Written By Brian Hicks

Posted December 7, 2007

Hank Paulson Q&A

I thought you might want to see this Q&A session with Hank Paulson. For the complete version check it out here:

The "at or near bottom of housing" theorist explains the bailout plan…

I’m sorry. What’s that, Paulson?

It’s not a bailout plan?

But a what?

Oh, sorry, it’s a "private-sector led initiative that is to the benefit of everyone…"

Uh huh…  If you believe that, my friends, I’ve got a bridge to sell. 



“Henry Paulson

Thank you all for writing in today. We’ve been hard at work over the past few months to develop ways to prevent some struggling homeowners from losing their homes. Many of you saw the announcement made yesterday to streamline the process of refinancing and modifying subprime loans for able homeowners – I look forward to answering your questions on that. But let me stress here at the outset, the approach announced yesterday is not a silver bullet. It is one piece of a plan President Bush has directed his Administration to pursue. We face a difficult problem and there is no perfect solution. But we will continue to work on this in an effort to preserve communities by preventing foreclosures.

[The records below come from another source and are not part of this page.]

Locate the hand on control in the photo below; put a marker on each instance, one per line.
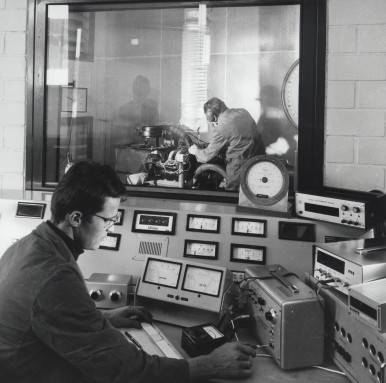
(128, 316)
(231, 360)
(193, 149)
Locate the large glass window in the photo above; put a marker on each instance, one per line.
(125, 85)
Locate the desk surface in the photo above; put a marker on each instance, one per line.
(265, 369)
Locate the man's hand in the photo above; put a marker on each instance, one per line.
(231, 360)
(128, 316)
(193, 149)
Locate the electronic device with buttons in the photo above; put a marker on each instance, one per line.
(201, 339)
(289, 316)
(347, 263)
(357, 348)
(368, 302)
(110, 291)
(361, 211)
(183, 292)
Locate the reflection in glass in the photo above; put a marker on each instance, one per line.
(147, 74)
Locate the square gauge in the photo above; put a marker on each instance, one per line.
(203, 223)
(248, 253)
(121, 214)
(154, 222)
(201, 249)
(111, 242)
(249, 227)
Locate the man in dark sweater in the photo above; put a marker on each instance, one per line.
(50, 329)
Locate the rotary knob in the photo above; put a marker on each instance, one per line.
(115, 296)
(270, 316)
(96, 294)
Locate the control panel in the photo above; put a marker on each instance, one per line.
(221, 235)
(110, 290)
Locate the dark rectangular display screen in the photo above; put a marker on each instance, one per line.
(362, 307)
(329, 261)
(326, 210)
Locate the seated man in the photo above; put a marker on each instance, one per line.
(50, 329)
(237, 131)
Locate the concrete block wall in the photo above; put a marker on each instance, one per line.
(13, 21)
(355, 97)
(355, 147)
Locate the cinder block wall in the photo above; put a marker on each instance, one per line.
(356, 94)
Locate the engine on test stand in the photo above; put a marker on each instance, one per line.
(171, 161)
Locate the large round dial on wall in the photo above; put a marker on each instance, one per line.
(264, 180)
(290, 94)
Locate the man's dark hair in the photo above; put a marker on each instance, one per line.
(84, 188)
(216, 105)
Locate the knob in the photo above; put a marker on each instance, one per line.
(96, 295)
(261, 301)
(115, 295)
(270, 316)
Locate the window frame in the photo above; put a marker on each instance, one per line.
(312, 51)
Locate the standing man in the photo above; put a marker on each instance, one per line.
(235, 129)
(50, 329)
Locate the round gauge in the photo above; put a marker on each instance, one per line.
(264, 180)
(290, 94)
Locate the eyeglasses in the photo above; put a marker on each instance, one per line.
(108, 221)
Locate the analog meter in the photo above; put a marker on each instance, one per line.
(264, 182)
(248, 253)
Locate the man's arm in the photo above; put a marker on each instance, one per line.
(65, 319)
(230, 361)
(214, 147)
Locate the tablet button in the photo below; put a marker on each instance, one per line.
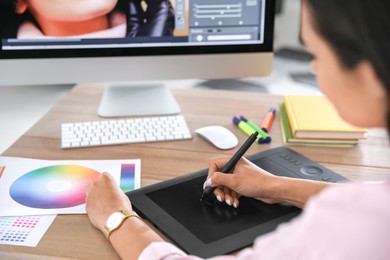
(311, 170)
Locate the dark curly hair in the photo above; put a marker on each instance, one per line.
(357, 30)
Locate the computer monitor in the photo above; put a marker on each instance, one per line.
(120, 42)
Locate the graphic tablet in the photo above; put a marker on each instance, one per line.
(206, 230)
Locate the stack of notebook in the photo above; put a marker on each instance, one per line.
(312, 120)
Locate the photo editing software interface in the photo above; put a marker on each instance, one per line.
(128, 24)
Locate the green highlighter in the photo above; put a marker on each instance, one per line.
(261, 132)
(247, 129)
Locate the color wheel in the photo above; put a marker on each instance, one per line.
(58, 186)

Alan, from Arizona writes:
Mr. Paulson Do you anticipate bank failures like England saw with Northern Rock?

Henry Paulson
Alan – I’m glad you asked this. The U.S. banking system is thoroughly regulated and well capitalized. We have a strong deposit insurance system that provides good coverage for the savings of hard-working Americans. Another thing to remember as we work through this mortgage market turmoil is that we’re confronting these challenges against the backdrop of a strong global economy and a fundamentally healthy U.S. economy. Business investment has expanded in recent months, our exports are being boosted by the strong economic growth of our trading partners and the healthy job market has helped consumer spending continue to grow. But I have also been very clear that the housing decline is still unfolding, and I view it as the most significant current risk to our economy.

Randall, from Kearney, Ne writes:
Why are we responsible for bailing out the ARM lenders, or if you insist, the borrowers that were fully informed of the consequences of an Adjustable Rate Mortgage? This is for the benefit of lenders, isn’t it?

Henry Paulson
Let me say first, this is not a bail-out – there is no federal money involved in what was announced yesterday. It’s a private-sector led initiative that is to the benefit of everyone – the families who face losing their homes, the neighborhoods and communities they live in, as well as mortgage servicers and mortgage investors. Foreclosure is to no one’s benefit. I’ve heard estimates that mortgage investors lose 40-50 percent on their investment if it goes into foreclosure.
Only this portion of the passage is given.